In 2011, Shmuel oversees about 500 Israeli Arab volunteers, making sure their time in service goes smoothly and that they get the benefits and services due to them. Going all the way up to the Supreme Court, Shmuel was instrumental in helping fight for the right of anyone who wasn’t a Jewish religious woman to be part of civil service. “The law didn’t allow Israeli Arabs to serve and spoke only about the Jewish religious women,” she relates. “We helped change the law … and we won.”
And now Israeli Arabs, too, seem to be gaining a heightened sense of civic duty to society.
“The most popular reason is that they want to feel like they are equal citizens and they have to give back what they got from the state,” Shmuel surmises. “This is their main point. They also know there are benefits from the service and they need those benefits –– like for university.”
When Arabs sign up for civil service, they can request where they would like to be placed.

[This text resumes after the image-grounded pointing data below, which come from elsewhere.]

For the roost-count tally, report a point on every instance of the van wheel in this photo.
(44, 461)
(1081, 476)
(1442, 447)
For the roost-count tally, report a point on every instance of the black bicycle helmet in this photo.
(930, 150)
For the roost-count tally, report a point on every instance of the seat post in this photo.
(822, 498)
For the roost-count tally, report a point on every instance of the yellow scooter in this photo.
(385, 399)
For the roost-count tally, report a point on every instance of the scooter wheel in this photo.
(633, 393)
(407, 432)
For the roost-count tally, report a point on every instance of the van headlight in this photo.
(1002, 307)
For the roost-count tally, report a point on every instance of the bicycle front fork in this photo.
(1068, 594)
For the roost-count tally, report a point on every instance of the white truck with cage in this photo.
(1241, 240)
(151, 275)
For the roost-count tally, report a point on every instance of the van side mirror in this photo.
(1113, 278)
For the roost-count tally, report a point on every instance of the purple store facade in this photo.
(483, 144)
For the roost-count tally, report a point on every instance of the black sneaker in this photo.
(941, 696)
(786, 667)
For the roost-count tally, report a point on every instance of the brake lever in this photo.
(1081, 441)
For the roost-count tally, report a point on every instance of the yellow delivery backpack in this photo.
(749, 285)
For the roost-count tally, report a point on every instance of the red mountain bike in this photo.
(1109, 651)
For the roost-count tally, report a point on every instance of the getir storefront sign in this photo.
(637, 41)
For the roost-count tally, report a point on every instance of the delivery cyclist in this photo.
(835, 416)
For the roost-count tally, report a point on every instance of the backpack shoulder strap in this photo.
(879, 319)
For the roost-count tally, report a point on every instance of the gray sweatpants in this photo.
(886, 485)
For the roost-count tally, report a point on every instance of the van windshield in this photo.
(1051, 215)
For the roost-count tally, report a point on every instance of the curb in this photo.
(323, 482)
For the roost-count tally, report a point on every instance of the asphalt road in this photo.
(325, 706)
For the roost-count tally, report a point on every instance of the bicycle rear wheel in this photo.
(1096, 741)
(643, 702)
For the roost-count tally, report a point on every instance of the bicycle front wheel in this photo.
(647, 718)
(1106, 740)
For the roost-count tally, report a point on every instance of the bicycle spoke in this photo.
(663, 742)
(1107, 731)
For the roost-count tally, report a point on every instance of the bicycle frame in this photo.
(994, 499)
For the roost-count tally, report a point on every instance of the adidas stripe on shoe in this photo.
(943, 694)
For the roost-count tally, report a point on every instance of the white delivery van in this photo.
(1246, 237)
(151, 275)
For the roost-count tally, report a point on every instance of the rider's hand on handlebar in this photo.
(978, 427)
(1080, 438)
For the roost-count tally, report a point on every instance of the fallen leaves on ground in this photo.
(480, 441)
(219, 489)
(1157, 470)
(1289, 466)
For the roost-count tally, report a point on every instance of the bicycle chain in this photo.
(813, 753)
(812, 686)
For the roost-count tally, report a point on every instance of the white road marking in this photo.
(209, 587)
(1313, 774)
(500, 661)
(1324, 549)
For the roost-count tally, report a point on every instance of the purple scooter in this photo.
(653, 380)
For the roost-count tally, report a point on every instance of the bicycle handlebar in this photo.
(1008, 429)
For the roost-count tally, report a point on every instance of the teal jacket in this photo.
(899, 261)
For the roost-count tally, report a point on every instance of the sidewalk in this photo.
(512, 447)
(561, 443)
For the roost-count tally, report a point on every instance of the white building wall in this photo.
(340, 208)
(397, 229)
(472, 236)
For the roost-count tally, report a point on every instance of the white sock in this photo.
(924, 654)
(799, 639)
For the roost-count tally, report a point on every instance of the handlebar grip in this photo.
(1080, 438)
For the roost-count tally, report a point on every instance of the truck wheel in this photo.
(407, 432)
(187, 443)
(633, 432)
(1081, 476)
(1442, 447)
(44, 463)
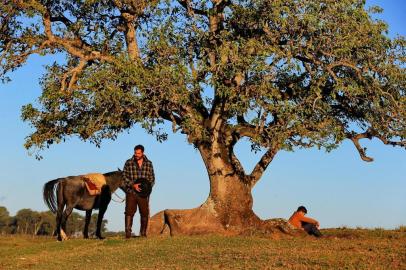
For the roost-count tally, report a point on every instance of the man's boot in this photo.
(144, 226)
(128, 226)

Though transportation costs are covered for all National Service volunteers, most Arab-Israelis opt for the chance to live at home with their parents and do service in their own towns and villages, she says.
“It’s their choice. They can prefer where to go,” says Shmuel.
She is aware of the fact that some Arab leaders are pressuring the youth not to join Israeli civil service. Many of the young people now, she adds, do not agree with these sentiments. They are seeing things another way.
Arab and Jewish teens have similar concerns
Do Israeli Arabs now feel that what they get out of society is comparable to what they give? “We believe in it and speak about it with them,” says Shmuel. “We also bring groups of Israeli Jews and Israeli Arabs together – and not touching political subjects, we are speaking about the same problems, as Arab and as Jewish youth.
“The Israeli Arabs say that they want to feel equal. But the Jewish girls and boys are saying the same things. It’s a good experience for them to meet one another,” she says.
Another benefit of having Israeli Arabs as volunteers is that they can directly help their own communities, says Shmuel. When they volunteer for Magen David Adom, for example, the young Arabs can serve as translators for the many Arab and Palestinian patients seeking care at Israeli hospitals.
One of Shmuel’s goals is to foster a greater sense of volunteerism in the Arab community.
“Some of their leaders have told me in the past, ‘You know, we are not used to giving in the Arab community.’ And I do agree, it’s not the same as in the Jewish community,” says Shmuel. But she is a believer in paying it forward, hoping to inspire a new generation of givers and getters.